Virtual tool, real impact: Prof Nadia Magnenat Thalmann

Prof Nadia Magnenat Thalmann with humanoid receptionist Nadine.

When you step into NTU’s Institute for Media Innovation (IMI), you may be greeted by a polite and friendly receptionist called Nadine. Nadine needs no introduction—she’s famous for being one of the world’s most realistic humanoid social robots.

Despite Nadine’s distinct personality and emotional expressivity, Nadine’s creator, Prof Nadia Magnenat Thalmann, says: “Nadine is a computer combined with motors, actuators, synthetic skin and various software programmes.” Prof Thalmann, who joined NTU in August 2009 as the Director of IMI, adds: “Though she may appear to have feelings and empathy when interacting with a person, all of it is simulation.”

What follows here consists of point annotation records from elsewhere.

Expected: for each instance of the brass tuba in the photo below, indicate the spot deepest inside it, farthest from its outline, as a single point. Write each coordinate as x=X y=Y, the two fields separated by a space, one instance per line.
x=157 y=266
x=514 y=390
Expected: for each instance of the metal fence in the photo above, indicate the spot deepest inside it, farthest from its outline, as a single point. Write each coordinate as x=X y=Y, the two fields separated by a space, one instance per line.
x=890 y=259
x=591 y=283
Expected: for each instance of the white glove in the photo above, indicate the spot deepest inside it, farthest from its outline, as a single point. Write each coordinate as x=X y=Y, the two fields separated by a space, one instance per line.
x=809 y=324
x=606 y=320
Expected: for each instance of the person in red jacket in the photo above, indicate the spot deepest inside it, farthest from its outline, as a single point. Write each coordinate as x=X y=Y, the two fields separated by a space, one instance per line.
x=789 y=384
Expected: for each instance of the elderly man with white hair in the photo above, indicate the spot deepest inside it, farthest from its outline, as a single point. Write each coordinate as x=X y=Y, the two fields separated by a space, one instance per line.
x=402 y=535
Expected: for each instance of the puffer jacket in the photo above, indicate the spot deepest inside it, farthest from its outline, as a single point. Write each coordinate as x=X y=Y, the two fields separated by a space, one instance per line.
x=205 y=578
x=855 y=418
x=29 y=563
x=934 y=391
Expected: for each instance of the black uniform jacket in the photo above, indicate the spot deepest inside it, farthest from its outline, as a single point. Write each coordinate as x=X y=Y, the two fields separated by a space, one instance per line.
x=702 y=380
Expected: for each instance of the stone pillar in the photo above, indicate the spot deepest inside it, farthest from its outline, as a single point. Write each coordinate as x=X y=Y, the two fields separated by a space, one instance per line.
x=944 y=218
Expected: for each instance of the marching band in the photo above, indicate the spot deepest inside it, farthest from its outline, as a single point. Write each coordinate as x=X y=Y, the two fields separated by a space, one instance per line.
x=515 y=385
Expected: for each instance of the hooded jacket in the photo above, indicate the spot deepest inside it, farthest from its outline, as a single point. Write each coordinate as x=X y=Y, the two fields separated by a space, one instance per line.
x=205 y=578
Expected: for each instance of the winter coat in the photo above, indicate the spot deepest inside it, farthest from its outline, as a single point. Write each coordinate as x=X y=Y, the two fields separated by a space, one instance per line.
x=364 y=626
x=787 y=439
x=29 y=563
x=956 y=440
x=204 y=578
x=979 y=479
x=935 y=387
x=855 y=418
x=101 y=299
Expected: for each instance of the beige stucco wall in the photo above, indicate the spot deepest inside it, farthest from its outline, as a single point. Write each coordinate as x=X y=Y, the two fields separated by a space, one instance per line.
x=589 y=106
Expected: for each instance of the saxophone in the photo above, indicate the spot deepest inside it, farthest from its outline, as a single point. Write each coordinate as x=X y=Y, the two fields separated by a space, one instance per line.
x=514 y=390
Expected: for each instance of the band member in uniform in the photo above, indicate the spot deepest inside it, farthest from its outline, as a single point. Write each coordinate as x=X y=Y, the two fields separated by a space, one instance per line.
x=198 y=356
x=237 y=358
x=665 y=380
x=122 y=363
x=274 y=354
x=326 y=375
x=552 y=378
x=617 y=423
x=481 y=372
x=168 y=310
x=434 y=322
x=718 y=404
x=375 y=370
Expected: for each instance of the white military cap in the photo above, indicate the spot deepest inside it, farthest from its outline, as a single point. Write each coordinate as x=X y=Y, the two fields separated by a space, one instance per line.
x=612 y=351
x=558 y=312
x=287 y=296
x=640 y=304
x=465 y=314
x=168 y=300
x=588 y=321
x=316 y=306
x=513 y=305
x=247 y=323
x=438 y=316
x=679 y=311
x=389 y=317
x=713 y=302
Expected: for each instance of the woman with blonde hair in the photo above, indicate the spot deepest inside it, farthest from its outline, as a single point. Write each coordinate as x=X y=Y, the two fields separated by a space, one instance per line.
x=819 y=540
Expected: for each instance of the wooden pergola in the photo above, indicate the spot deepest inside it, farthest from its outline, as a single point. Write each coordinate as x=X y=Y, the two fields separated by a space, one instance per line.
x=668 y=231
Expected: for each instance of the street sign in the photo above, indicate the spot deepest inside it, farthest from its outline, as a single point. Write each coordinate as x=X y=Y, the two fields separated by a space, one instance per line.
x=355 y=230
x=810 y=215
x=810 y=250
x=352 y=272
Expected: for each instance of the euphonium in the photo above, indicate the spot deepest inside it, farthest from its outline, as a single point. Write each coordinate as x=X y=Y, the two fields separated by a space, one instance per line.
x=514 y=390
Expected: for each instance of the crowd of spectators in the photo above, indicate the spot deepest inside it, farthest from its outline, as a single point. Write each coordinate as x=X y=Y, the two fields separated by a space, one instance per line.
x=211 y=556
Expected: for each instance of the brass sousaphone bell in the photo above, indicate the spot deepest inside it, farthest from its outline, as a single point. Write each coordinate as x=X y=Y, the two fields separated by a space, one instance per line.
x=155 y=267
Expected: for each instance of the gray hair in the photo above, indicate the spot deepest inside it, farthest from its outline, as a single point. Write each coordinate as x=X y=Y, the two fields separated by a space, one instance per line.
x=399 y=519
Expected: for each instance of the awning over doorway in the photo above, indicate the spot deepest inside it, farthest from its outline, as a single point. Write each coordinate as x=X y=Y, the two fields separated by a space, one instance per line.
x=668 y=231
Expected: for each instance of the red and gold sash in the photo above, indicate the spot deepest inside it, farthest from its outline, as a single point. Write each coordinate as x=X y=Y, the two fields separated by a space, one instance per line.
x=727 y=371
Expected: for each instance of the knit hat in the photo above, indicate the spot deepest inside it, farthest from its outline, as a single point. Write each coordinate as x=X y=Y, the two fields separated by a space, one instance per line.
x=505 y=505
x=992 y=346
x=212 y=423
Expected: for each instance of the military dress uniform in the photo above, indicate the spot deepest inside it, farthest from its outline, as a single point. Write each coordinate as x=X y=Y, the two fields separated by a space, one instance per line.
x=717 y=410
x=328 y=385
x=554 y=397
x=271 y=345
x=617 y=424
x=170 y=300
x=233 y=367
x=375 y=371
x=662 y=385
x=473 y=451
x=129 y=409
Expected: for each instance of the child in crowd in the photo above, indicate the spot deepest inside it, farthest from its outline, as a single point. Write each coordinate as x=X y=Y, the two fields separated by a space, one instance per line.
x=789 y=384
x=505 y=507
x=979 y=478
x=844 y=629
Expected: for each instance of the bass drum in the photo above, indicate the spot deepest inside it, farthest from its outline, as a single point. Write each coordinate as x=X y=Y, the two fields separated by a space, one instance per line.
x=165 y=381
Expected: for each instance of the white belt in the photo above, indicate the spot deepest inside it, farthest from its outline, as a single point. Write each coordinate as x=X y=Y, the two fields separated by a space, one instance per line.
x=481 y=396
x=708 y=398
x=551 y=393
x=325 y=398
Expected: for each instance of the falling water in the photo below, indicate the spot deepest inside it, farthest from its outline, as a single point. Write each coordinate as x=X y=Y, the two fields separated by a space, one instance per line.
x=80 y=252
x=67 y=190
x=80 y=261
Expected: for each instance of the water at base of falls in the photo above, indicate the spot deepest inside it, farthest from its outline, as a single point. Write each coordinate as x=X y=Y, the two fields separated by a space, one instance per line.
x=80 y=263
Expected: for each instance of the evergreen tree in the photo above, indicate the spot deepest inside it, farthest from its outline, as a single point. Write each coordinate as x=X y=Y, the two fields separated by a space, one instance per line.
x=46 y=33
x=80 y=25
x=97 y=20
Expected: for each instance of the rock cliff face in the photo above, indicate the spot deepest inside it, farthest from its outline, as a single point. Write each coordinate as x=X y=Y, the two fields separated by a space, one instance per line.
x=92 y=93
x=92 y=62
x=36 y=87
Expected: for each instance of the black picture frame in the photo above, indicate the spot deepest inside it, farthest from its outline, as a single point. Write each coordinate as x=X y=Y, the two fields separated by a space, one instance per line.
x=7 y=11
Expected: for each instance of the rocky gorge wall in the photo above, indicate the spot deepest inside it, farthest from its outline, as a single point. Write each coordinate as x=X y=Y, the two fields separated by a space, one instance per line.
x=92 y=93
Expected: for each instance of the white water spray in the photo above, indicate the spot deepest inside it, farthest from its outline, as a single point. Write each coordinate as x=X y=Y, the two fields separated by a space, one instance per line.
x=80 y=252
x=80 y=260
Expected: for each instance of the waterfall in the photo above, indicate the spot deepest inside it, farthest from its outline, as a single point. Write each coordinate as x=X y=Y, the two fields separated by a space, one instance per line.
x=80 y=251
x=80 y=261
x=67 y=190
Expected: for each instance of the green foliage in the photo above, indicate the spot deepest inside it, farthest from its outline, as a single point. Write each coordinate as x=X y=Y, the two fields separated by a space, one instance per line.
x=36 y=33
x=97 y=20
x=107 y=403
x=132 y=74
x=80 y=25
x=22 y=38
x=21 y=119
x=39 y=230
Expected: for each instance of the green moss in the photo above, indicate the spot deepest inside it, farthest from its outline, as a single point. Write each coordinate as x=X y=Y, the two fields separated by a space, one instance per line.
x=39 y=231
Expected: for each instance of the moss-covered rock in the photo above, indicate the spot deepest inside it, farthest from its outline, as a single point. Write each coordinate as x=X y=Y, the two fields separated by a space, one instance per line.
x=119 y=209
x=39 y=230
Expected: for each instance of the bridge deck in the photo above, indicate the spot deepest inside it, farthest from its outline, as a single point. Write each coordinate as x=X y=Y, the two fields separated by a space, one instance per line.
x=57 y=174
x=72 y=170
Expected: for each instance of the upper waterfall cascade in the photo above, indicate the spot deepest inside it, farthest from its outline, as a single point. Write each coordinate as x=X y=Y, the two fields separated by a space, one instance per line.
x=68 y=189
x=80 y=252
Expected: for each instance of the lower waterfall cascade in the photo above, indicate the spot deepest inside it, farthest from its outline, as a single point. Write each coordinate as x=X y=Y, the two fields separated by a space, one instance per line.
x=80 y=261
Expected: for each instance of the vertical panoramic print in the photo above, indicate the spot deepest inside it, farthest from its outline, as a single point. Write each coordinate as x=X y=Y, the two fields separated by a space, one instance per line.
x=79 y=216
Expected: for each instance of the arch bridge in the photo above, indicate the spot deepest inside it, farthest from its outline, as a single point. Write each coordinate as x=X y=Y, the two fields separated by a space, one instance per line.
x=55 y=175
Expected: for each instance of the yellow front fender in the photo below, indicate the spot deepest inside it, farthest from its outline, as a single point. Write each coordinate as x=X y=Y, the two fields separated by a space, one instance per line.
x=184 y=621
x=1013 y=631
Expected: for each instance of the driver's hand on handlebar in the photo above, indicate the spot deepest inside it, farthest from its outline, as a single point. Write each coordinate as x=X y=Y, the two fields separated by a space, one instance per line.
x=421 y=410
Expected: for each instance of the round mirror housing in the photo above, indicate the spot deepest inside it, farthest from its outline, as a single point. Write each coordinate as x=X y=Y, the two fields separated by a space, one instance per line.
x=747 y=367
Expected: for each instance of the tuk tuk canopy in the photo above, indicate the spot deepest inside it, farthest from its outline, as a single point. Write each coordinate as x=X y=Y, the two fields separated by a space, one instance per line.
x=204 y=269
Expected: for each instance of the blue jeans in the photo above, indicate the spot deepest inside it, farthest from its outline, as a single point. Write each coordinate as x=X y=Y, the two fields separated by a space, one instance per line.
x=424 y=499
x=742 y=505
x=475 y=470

Reality check aside, Prof Thalmann is highly optimistic about the role social robots like Nadine will play in the future, for instance, as receptionists in hotels or companies, companions of the elderly, or even to represent a person in a meeting. In an ambitious project on 3D telepresence, Prof Thalmann and her colleagues at IMI’s BeingTogether Centre are developing AI- and VR-based virtual meeting platforms to bring people together in the same simulated environment using virtual entities and robots.

In another project, Prof Thalmann’s team is developing VR and AR technologies that allow people and virtual entities to participate in group activities or team sports like volleyball. Other applications for this platform include virtual tutoring, teaching others to play a musical instrument, and manufacturing training.

Prof Thalmann is the founding Director of MIRALab in Geneva, Switzerland, which advances medical imaging technologies and contributes to the preservation of cultural heritage through biomechanical and virtual simulations.

For her nearly four decades of work at the forefront of virtual human simulation, she has received several honorary doctorates and won prestigious awards such as the German Humboldt Research Award (2012) and the Career Achievement Award from the Canadian Human Computer Communications Society (2012). She has also been honoured for films and interactive VR shows that she produced or directed.

The article appeared first in NTU’s research & innovation magazine Pushing Frontiers (issue #13, June 2018).